To program the flash memory:
- Select the command in the CMDTYPE
register:
- Set the COMMAND field in
the CMDTYPE register to PROGRAM.
- Set the SIZE field in the
CMDTYPE register to the desired size (1, 2, 4, or 8 flash words). If a
device does not support multi-word programming, select ONEWORD. If a
device supports multi-word programming, and multi-word programming is
desired, select the desired size which is less than or equal to the max
size supported by the target device. The hardware will not check for
invalid configuration of the SIZE field; software must ensure that the
selection option is supported by the device. Note that SECTOR and BANK
sizes are not valid sizes for PROGRAM operations.
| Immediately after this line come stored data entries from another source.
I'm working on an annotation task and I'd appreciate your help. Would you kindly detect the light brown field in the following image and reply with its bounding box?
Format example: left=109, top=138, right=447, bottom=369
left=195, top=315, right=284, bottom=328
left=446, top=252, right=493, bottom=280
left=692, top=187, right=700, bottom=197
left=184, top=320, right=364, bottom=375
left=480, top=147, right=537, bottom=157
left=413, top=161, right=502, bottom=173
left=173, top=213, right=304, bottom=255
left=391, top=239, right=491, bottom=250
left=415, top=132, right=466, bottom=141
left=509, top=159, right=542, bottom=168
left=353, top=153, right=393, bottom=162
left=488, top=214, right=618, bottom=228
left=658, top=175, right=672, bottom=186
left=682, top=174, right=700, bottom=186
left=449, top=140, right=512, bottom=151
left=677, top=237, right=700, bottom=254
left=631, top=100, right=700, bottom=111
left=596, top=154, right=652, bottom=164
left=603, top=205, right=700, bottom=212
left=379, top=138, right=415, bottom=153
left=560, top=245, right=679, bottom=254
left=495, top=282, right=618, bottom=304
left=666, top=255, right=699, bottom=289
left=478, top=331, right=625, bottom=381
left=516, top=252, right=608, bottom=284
These sizes only apply
to erase operations.
- Configure the program command in
the CMDCTL register:
- On devices with ECC, the
flash controller by default will generate the needed ECC bits from the
data during the PROGRAM operation. Optionally, software can override the
hardware ECC code generation and manually provide the ECC code to be
programmed by setting the ECCGENOVR bit in CMDCTL register.
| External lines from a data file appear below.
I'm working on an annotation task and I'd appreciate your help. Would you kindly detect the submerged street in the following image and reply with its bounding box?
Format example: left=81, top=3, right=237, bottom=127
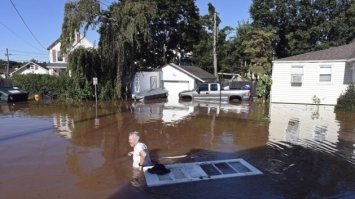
left=0, top=99, right=355, bottom=199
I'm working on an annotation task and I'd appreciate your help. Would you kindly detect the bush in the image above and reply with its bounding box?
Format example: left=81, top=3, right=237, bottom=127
left=11, top=74, right=70, bottom=99
left=256, top=75, right=272, bottom=100
left=335, top=83, right=355, bottom=111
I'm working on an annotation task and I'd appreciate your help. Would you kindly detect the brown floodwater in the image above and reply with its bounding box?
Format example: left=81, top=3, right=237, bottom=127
left=0, top=99, right=355, bottom=199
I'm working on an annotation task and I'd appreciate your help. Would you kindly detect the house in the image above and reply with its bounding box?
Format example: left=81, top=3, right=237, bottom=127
left=162, top=63, right=217, bottom=97
left=271, top=41, right=355, bottom=105
left=9, top=62, right=48, bottom=76
left=46, top=32, right=94, bottom=75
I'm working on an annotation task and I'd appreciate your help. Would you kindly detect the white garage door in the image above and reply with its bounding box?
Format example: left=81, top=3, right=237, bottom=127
left=163, top=81, right=190, bottom=98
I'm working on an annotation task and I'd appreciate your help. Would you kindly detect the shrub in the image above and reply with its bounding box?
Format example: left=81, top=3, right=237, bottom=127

- Select the target programming
address in the CMDADDR and CMDBYTEN register:
- Load the target system
address into the CMDADDR register to indicate the base address from
which programming will start. The target address must be a flash word
address (128-bit aligned). The flash controller will translate the
system address into the applicable flash region, bank ID, and bank
address. If desired, after the operation completes the flash region,
bank ID, and bank address can be read from the STATADDR register. In a
multi-word program, STATADDR will indicate the bank ID and the final
address which was programmed.
- If subword programming
(programming of less than the full 128 bit flash word) is desired,
configure the CMDBYTEN register to set the bytes within the addressed
flash word which are to be programmed. Each bit in CMDBYTEN corresponds
to a byte in the addressed flash word to be programmed, including the
ECC bytes. For example, programming of the ECC code can be masked by
clearing bit 8 in CMDBYTEN while programming the data bytes of the flash
word. Note that there is a maximum number of program operations allowed
per word line before a sector erase must be applied (see the device
specific data sheet for the maximum).
- Load the data to program into the
CMDDATAx registers:
- For a single flash word
programming operation (128 or 144 bits depending on the presence of
ECC), load the data into the CMDDATAx registers consistent with the
alignment requirements (for devices which only support single-word
programming, CMDDATA0 and CMDDATA1 are always used regardless of the
target address).
- For multi-word
programming (if available and selected), load data into the CMDDATAx
registers consistent with the alignment rules and the size of the
multi-word program operation specified in step 1.
- If ECCGENOVR in the
CMDCTL register was set above (disabling hardware ECC code generation),
then write the ECC data in the CMDDATAECC0 register (for single word
programming) and optionally additional CMDDATAECCx registers as
applicable for multi-word programming.
- Note that the CMDDATA
registers are used as bit masking registers by the flash controller
during the program operation; after the operation completes, the values
written to these registers will have been overwritten by the flash
controller.
- Ensure the write protection
scheme is configured to allow writes to the target addresses (see the write
protection section of this guide for additional information on configuring write
protection).
- Execute the program operation by
writing 0x1 to the CMDEXEC register.
- Monitor for completion of the
program operation:
- The STATCMD register can
be polled to determine the status of the program operation. The
CMDINPROGRESS bit will be set by hardware as soon as the command is
initiated. The CMDDONE bit will be set when the operation
terminates.
- When CMDDONE is set, the
CMDPASS bit will be reset or set at the same time to indicate whether
the operation completed successfully or failed. If a program was
attempted on a protected region, the FAILWEPROT or FAILILLADDR bit is
asserted depend on dynamic or static write protection. If the program
operation cannot be completed successfully within the maximum program
pulse count limit FAILVERIFY will be asserted. See the device-specific
data sheet for maximum program times.
- After completion of a program
operation, the flash controller will configure several settings:
- All dynamic write
protection registers are set to a protected state (to protect against
inadvertent programming)
- All data registers are
set to 1.
- All program byte enables
are cleared to 0.
- Following programming of the
flash memory, it is possible that there may be stale data in the processor's
cache. Before reading locations which were programmed, it is recommended to
first flush the cache in the CPU subsystem.